Deux revirements de jurisprudence concernent les employeurs en matière de report des congés d’un salarié en cas d’arrêt maladie dûment notifié et en matière d’heures supplémentaires. Éclairage et préconisations sur les nouvelles pratiques à adopter.

La Cour de cassation confirme que les arrêts de travail visent à se rétablir d’une maladie.

Deux ans après les retentissants arrêts rendus à propos de l’acquisition des congés payés (CP) pendant un arrêt maladie [1], la chambre sociale de la Cour de cassation remet le couvert avec deux nouvelles décisions impactantes en matière de report de congés et d’heures supplémentaires. En parallèle, la mise en œuvre de la loi dite DDADUE [2] du 22 avril 2024 suscite encore des interrogations [3].
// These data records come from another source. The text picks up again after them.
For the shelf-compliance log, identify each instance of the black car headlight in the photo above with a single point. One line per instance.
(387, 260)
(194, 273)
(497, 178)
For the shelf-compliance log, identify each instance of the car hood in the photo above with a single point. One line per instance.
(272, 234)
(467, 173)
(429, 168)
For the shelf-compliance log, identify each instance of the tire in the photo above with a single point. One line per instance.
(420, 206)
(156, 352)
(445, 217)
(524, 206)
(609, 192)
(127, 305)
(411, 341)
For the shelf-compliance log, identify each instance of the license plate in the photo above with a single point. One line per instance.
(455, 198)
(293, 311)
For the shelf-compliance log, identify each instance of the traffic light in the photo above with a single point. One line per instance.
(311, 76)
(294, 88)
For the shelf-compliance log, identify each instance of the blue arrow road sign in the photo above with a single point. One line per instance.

1) Une nouvelle règle de report immédiatement applicable, mais non rétroactive

Jusqu’alors, sauf règle interne plus favorable, la maladie du salarié survenant pendant ses congés était sans impact : si le salarié se voyait prescrire un arrêt de travail, celui-ci ne prenait effet qu’à l’issue de la période de congé. Une fois n’est pas coutume, pour la Cour de justice de l’Union européenne (CJUE), ce principe applicable en droit français n’est pas conforme au droit de l’Union dans la mesure où le congé payé a pour but de permettre au travailleur de se reposer et de disposer d’une période de détente et de loisirs, tandis que l’arrêt de travail permet de se rétablir d’une maladie [4].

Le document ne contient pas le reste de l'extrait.